Clinical Research Directory

Use of High Dose Radiation Followed by Chemotherapy and Radiation to Treat Locally Advanced NSCLC

This is a single-arm, single-stage Phase II study designed to evaluate the 1-year PFS rate in subjects with locally-advanced NSCLC (stage II/III) and treated with Stereotactic Body Radiation Therapy (SBRT) followed by concurrent mediastinal chemoradiation with or without consolidation chemotherapy. A total of 60 subjects will be enrolled to this study over a 4 year accrual period.

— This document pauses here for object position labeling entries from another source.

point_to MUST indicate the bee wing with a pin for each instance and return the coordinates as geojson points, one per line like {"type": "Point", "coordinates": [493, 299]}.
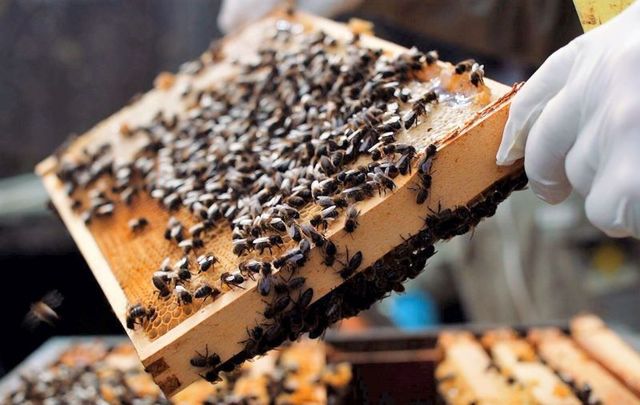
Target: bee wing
{"type": "Point", "coordinates": [53, 298]}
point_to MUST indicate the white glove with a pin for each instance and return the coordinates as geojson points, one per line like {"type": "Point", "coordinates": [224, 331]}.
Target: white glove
{"type": "Point", "coordinates": [235, 13]}
{"type": "Point", "coordinates": [577, 124]}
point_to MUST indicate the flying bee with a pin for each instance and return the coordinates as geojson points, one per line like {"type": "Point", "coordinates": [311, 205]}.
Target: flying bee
{"type": "Point", "coordinates": [197, 229]}
{"type": "Point", "coordinates": [404, 164]}
{"type": "Point", "coordinates": [294, 232]}
{"type": "Point", "coordinates": [205, 262]}
{"type": "Point", "coordinates": [212, 376]}
{"type": "Point", "coordinates": [160, 282]}
{"type": "Point", "coordinates": [384, 182]}
{"type": "Point", "coordinates": [250, 268]}
{"type": "Point", "coordinates": [105, 210]}
{"type": "Point", "coordinates": [285, 287]}
{"type": "Point", "coordinates": [464, 66]}
{"type": "Point", "coordinates": [206, 359]}
{"type": "Point", "coordinates": [330, 252]}
{"type": "Point", "coordinates": [304, 299]}
{"type": "Point", "coordinates": [422, 190]}
{"type": "Point", "coordinates": [276, 240]}
{"type": "Point", "coordinates": [231, 280]}
{"type": "Point", "coordinates": [262, 244]}
{"type": "Point", "coordinates": [296, 201]}
{"type": "Point", "coordinates": [278, 225]}
{"type": "Point", "coordinates": [176, 233]}
{"type": "Point", "coordinates": [354, 193]}
{"type": "Point", "coordinates": [183, 295]}
{"type": "Point", "coordinates": [477, 74]}
{"type": "Point", "coordinates": [206, 291]}
{"type": "Point", "coordinates": [426, 162]}
{"type": "Point", "coordinates": [326, 166]}
{"type": "Point", "coordinates": [138, 224]}
{"type": "Point", "coordinates": [184, 274]}
{"type": "Point", "coordinates": [241, 246]}
{"type": "Point", "coordinates": [318, 222]}
{"type": "Point", "coordinates": [410, 118]}
{"type": "Point", "coordinates": [137, 314]}
{"type": "Point", "coordinates": [351, 265]}
{"type": "Point", "coordinates": [277, 306]}
{"type": "Point", "coordinates": [266, 280]}
{"type": "Point", "coordinates": [186, 245]}
{"type": "Point", "coordinates": [44, 310]}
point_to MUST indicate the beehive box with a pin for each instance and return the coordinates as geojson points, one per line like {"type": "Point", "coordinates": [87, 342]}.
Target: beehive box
{"type": "Point", "coordinates": [162, 138]}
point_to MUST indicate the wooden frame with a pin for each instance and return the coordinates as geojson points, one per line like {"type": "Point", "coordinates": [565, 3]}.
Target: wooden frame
{"type": "Point", "coordinates": [465, 167]}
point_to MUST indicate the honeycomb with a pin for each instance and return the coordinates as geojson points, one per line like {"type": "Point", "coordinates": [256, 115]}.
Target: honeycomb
{"type": "Point", "coordinates": [134, 256]}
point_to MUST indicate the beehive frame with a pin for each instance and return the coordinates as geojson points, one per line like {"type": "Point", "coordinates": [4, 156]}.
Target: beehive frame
{"type": "Point", "coordinates": [464, 168]}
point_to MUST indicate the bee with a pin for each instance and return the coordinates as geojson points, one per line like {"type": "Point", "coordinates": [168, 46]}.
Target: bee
{"type": "Point", "coordinates": [205, 291]}
{"type": "Point", "coordinates": [351, 265]}
{"type": "Point", "coordinates": [183, 295]}
{"type": "Point", "coordinates": [351, 222]}
{"type": "Point", "coordinates": [205, 262]}
{"type": "Point", "coordinates": [206, 359]}
{"type": "Point", "coordinates": [391, 125]}
{"type": "Point", "coordinates": [252, 343]}
{"type": "Point", "coordinates": [231, 280]}
{"type": "Point", "coordinates": [317, 238]}
{"type": "Point", "coordinates": [44, 310]}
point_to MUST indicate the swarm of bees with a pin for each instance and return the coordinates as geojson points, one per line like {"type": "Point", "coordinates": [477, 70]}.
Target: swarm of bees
{"type": "Point", "coordinates": [44, 310]}
{"type": "Point", "coordinates": [285, 134]}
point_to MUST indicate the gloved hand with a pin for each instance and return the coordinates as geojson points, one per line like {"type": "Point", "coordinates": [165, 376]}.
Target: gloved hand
{"type": "Point", "coordinates": [234, 13]}
{"type": "Point", "coordinates": [577, 124]}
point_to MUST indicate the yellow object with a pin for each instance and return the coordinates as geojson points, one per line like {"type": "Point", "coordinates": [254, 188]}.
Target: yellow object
{"type": "Point", "coordinates": [608, 259]}
{"type": "Point", "coordinates": [593, 13]}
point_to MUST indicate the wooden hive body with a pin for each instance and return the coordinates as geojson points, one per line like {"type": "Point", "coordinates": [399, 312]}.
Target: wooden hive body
{"type": "Point", "coordinates": [123, 262]}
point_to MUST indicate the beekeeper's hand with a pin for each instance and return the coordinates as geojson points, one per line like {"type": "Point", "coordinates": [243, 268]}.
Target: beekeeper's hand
{"type": "Point", "coordinates": [577, 124]}
{"type": "Point", "coordinates": [235, 13]}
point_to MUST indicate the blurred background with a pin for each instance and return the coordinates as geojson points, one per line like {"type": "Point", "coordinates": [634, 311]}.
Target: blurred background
{"type": "Point", "coordinates": [67, 64]}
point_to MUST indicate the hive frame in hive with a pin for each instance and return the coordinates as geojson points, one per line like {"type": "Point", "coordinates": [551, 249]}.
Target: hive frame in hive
{"type": "Point", "coordinates": [464, 168]}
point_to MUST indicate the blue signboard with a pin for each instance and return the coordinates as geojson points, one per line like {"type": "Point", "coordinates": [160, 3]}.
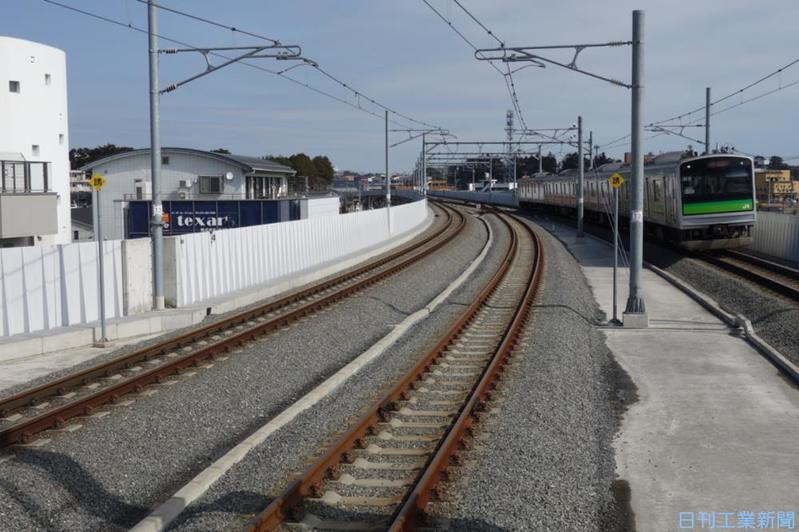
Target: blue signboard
{"type": "Point", "coordinates": [194, 216]}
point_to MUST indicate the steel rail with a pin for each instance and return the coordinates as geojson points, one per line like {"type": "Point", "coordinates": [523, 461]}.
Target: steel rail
{"type": "Point", "coordinates": [286, 506]}
{"type": "Point", "coordinates": [411, 512]}
{"type": "Point", "coordinates": [23, 430]}
{"type": "Point", "coordinates": [781, 282]}
{"type": "Point", "coordinates": [762, 262]}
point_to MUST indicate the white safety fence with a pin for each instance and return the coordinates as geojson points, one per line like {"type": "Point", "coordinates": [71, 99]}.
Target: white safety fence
{"type": "Point", "coordinates": [209, 265]}
{"type": "Point", "coordinates": [776, 234]}
{"type": "Point", "coordinates": [42, 287]}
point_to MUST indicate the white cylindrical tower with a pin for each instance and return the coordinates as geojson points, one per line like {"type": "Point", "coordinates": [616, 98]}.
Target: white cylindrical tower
{"type": "Point", "coordinates": [35, 127]}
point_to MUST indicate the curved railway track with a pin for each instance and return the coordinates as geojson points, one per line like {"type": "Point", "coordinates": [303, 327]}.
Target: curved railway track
{"type": "Point", "coordinates": [382, 472]}
{"type": "Point", "coordinates": [777, 277]}
{"type": "Point", "coordinates": [50, 405]}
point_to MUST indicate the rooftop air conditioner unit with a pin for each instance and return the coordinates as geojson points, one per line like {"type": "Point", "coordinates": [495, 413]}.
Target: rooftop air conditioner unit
{"type": "Point", "coordinates": [143, 189]}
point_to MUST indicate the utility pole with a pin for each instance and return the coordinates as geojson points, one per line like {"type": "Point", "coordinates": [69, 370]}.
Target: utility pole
{"type": "Point", "coordinates": [707, 120]}
{"type": "Point", "coordinates": [281, 52]}
{"type": "Point", "coordinates": [98, 234]}
{"type": "Point", "coordinates": [580, 178]}
{"type": "Point", "coordinates": [156, 221]}
{"type": "Point", "coordinates": [424, 163]}
{"type": "Point", "coordinates": [635, 312]}
{"type": "Point", "coordinates": [540, 161]}
{"type": "Point", "coordinates": [388, 178]}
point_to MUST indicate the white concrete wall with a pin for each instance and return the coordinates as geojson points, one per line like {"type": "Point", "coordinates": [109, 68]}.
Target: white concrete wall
{"type": "Point", "coordinates": [37, 115]}
{"type": "Point", "coordinates": [209, 265]}
{"type": "Point", "coordinates": [493, 198]}
{"type": "Point", "coordinates": [43, 287]}
{"type": "Point", "coordinates": [137, 276]}
{"type": "Point", "coordinates": [776, 234]}
{"type": "Point", "coordinates": [318, 207]}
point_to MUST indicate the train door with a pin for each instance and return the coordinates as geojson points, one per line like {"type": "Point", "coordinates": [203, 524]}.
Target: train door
{"type": "Point", "coordinates": [670, 198]}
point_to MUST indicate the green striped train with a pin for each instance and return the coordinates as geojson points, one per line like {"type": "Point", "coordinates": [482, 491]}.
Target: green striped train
{"type": "Point", "coordinates": [696, 202]}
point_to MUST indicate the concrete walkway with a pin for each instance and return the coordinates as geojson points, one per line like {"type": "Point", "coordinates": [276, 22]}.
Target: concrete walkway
{"type": "Point", "coordinates": [25, 357]}
{"type": "Point", "coordinates": [712, 441]}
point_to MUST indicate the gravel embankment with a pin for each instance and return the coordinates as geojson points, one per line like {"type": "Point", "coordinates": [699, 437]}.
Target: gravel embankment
{"type": "Point", "coordinates": [773, 317]}
{"type": "Point", "coordinates": [117, 353]}
{"type": "Point", "coordinates": [110, 473]}
{"type": "Point", "coordinates": [249, 486]}
{"type": "Point", "coordinates": [544, 460]}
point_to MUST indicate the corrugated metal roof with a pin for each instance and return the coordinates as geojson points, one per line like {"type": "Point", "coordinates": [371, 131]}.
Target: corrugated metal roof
{"type": "Point", "coordinates": [261, 165]}
{"type": "Point", "coordinates": [248, 164]}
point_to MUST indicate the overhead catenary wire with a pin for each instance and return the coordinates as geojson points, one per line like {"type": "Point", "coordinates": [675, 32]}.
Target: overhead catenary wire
{"type": "Point", "coordinates": [732, 94]}
{"type": "Point", "coordinates": [212, 22]}
{"type": "Point", "coordinates": [726, 97]}
{"type": "Point", "coordinates": [507, 76]}
{"type": "Point", "coordinates": [281, 73]}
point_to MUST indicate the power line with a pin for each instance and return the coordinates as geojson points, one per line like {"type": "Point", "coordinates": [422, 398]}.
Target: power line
{"type": "Point", "coordinates": [281, 73]}
{"type": "Point", "coordinates": [507, 76]}
{"type": "Point", "coordinates": [730, 95]}
{"type": "Point", "coordinates": [212, 22]}
{"type": "Point", "coordinates": [723, 98]}
{"type": "Point", "coordinates": [355, 92]}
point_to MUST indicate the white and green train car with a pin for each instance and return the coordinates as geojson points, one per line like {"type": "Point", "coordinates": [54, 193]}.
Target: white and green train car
{"type": "Point", "coordinates": [697, 202]}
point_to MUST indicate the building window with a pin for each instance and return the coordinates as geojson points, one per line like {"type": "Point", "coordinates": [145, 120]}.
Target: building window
{"type": "Point", "coordinates": [210, 184]}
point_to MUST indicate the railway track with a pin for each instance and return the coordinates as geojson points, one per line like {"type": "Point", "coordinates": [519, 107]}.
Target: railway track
{"type": "Point", "coordinates": [51, 405]}
{"type": "Point", "coordinates": [383, 471]}
{"type": "Point", "coordinates": [780, 278]}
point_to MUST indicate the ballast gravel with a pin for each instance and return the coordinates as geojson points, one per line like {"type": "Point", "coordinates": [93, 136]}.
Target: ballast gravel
{"type": "Point", "coordinates": [250, 485]}
{"type": "Point", "coordinates": [542, 459]}
{"type": "Point", "coordinates": [774, 318]}
{"type": "Point", "coordinates": [114, 470]}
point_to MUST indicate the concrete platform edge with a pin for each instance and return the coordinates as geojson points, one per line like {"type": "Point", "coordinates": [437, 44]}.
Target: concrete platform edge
{"type": "Point", "coordinates": [153, 322]}
{"type": "Point", "coordinates": [162, 516]}
{"type": "Point", "coordinates": [779, 360]}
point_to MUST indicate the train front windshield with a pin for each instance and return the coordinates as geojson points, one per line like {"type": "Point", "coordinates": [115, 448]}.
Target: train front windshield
{"type": "Point", "coordinates": [717, 185]}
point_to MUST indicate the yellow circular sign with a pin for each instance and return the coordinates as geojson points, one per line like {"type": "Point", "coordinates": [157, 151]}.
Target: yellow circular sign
{"type": "Point", "coordinates": [97, 181]}
{"type": "Point", "coordinates": [616, 180]}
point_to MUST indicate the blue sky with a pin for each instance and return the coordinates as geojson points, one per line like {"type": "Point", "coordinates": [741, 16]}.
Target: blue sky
{"type": "Point", "coordinates": [401, 54]}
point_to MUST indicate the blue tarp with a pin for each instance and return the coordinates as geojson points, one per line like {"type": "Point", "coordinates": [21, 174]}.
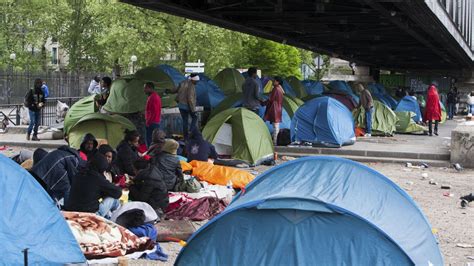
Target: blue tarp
{"type": "Point", "coordinates": [175, 75]}
{"type": "Point", "coordinates": [313, 87]}
{"type": "Point", "coordinates": [323, 121]}
{"type": "Point", "coordinates": [30, 219]}
{"type": "Point", "coordinates": [340, 85]}
{"type": "Point", "coordinates": [410, 104]}
{"type": "Point", "coordinates": [208, 94]}
{"type": "Point", "coordinates": [316, 211]}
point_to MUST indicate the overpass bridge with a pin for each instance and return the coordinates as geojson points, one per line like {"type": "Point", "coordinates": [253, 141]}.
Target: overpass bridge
{"type": "Point", "coordinates": [403, 35]}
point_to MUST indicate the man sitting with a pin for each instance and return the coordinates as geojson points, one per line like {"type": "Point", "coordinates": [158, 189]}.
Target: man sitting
{"type": "Point", "coordinates": [149, 186]}
{"type": "Point", "coordinates": [88, 146]}
{"type": "Point", "coordinates": [90, 185]}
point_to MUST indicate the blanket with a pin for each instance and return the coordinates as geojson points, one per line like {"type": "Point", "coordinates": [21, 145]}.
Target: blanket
{"type": "Point", "coordinates": [198, 209]}
{"type": "Point", "coordinates": [100, 238]}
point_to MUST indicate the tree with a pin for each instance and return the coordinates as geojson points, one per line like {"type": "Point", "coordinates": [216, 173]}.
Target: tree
{"type": "Point", "coordinates": [274, 58]}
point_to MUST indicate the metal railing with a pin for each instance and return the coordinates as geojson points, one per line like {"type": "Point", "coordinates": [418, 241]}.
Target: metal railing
{"type": "Point", "coordinates": [48, 114]}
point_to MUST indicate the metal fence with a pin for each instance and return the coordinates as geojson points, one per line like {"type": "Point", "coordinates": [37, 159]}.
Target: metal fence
{"type": "Point", "coordinates": [15, 84]}
{"type": "Point", "coordinates": [48, 113]}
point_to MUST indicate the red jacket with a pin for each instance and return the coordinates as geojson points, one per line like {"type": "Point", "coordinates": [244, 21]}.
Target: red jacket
{"type": "Point", "coordinates": [274, 105]}
{"type": "Point", "coordinates": [153, 109]}
{"type": "Point", "coordinates": [433, 107]}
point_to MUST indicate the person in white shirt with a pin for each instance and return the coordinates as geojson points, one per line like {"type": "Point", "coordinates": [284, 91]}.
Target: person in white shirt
{"type": "Point", "coordinates": [94, 86]}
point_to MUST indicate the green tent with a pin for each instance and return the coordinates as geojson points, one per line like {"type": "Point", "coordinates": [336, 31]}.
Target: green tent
{"type": "Point", "coordinates": [405, 124]}
{"type": "Point", "coordinates": [230, 81]}
{"type": "Point", "coordinates": [290, 105]}
{"type": "Point", "coordinates": [102, 126]}
{"type": "Point", "coordinates": [234, 100]}
{"type": "Point", "coordinates": [227, 103]}
{"type": "Point", "coordinates": [384, 120]}
{"type": "Point", "coordinates": [79, 109]}
{"type": "Point", "coordinates": [241, 134]}
{"type": "Point", "coordinates": [297, 86]}
{"type": "Point", "coordinates": [154, 74]}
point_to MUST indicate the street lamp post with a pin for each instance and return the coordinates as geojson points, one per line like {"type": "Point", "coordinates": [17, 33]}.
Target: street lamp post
{"type": "Point", "coordinates": [133, 58]}
{"type": "Point", "coordinates": [10, 77]}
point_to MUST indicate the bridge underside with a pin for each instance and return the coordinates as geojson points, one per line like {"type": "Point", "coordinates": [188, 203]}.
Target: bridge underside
{"type": "Point", "coordinates": [388, 34]}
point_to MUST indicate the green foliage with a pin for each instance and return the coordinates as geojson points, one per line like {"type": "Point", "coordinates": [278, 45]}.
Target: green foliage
{"type": "Point", "coordinates": [103, 35]}
{"type": "Point", "coordinates": [274, 58]}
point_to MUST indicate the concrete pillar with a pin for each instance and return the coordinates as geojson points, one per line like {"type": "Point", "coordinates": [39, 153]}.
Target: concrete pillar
{"type": "Point", "coordinates": [462, 145]}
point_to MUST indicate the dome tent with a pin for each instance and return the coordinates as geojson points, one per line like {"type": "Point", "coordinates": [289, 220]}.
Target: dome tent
{"type": "Point", "coordinates": [243, 133]}
{"type": "Point", "coordinates": [297, 86]}
{"type": "Point", "coordinates": [384, 120]}
{"type": "Point", "coordinates": [102, 126]}
{"type": "Point", "coordinates": [313, 87]}
{"type": "Point", "coordinates": [323, 121]}
{"type": "Point", "coordinates": [410, 104]}
{"type": "Point", "coordinates": [289, 108]}
{"type": "Point", "coordinates": [229, 80]}
{"type": "Point", "coordinates": [31, 220]}
{"type": "Point", "coordinates": [340, 85]}
{"type": "Point", "coordinates": [79, 109]}
{"type": "Point", "coordinates": [326, 210]}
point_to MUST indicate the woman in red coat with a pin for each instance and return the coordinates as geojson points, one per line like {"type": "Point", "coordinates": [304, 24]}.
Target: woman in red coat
{"type": "Point", "coordinates": [433, 109]}
{"type": "Point", "coordinates": [274, 107]}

Adding Certolizumab to Chemotherapy + Nivolumab in People Who Have Lung Cancer That Can Be Treated With Surgery

The purpose of the study is to explore adding the study drug certolizumab to standard chemotherapy as it may reduce the inflammation caused by the cancer and make the chemotherapy more effective in shrinking the cancer. This study will examine whether adding certolizumab to the usual treatment approach is better than, the same as, or worse than the usual approach alone.

Cardiotoxicity in Locally Advanced Lung Cancer Patients Treated With Chemoradiation Therapy

This observational cohort will evaluate the cardiovascular effects of chemoradiation used to treat locally advanced, non-small cell lung cancer. Patients will be enrolled prior to the start of therapy and followed during and for at least 2 years after therapy with echocardiograms, nuclear stress tests, blood sampling, and quality of life surveys.

Bovine Reinforcement in Stomach, Colorectal and Lung Operation

The primary purpose of this prospective, randomized multicenter center study is to evaluate and compare the outcomes of stomach,colorectal and lung anastomoses reinforced with a bioabsorbable staple line reinforcement material compared with standard non-reinforced techniques with respect to the incidence of postoperative hemorrage rate, anastomotic leakage, if applicable.

Clinical Validation and Benchmarking of Top Performing ctDNA Diagnostics - Stage III NSCLC

Improving personalized cancer treatments and finding the best strategies to treat each patient relies on using new diagnostic technologies. Currently, for non small cell lung cancer (NSCLC), the methods used to decide who gets additional post radical (surgery or definite chemo-radiotherapy) treatment are suboptimal. Some patients get too much treatment, while others do not get enough. There is a new way to explore if there is any cancer left in a patient's body using circulating tumor DNA (ctDNA) detected in blood samples. This can help decide who needs more treatment. Even though many tests have been developed, it has yet to be determined which test performs best at relevant time points. The GUIDE.MRD consortium is a group of experts, including scientists, technology, and pharmaceutical companies. The consortium is working on creating a reliable standard for the ctDNA tests, validating their clinical utility, and collecting data to help decide on the best treatment for each patient. GUIDE.MRD-03-NSCLC is a part of the GUIDE.MRD project.

Neoadjuvant Umbrella Trial for Patients With Unresectable Stage III NSCLC Harboring Rare Mutations.

This umbrella trial directed by next generation sequencing (NGS) includes patients with treatment-naive unresectable stage III non-small-cell lung cancer (NSCLC). The aim of the umbrella study is to evaluate the efficacy of induction NGS-directed targeted therapies followed by surgery for stage III NSCLC patients whose tumor harbors a rare mutation.

Neoadjuvant IBI308, Bevacizumab, Plus Pemetrexed and Carboplatin Followed by Surgery in Unresectable Stage III NSCLC

The purpose of this study is to studying neoadjuvant IBI308, bevacizumab, plus pemetrexed and carboplatin followed by surgery to see how well it works in treating patients with unresectable stage III non-small cell lung cancer.

COr Loco-regional Advanced Lung Cancer Treated With Chemo-radiotherapy (COLA)

Patients with loco-regional NSCLC planned for curative treatment with chemoradiotherapy will be invited to participate in a prospective study; besides routine treatment, the patients will be followed with an ECG and cardiac MR for at least two years after radiotherapy treatment.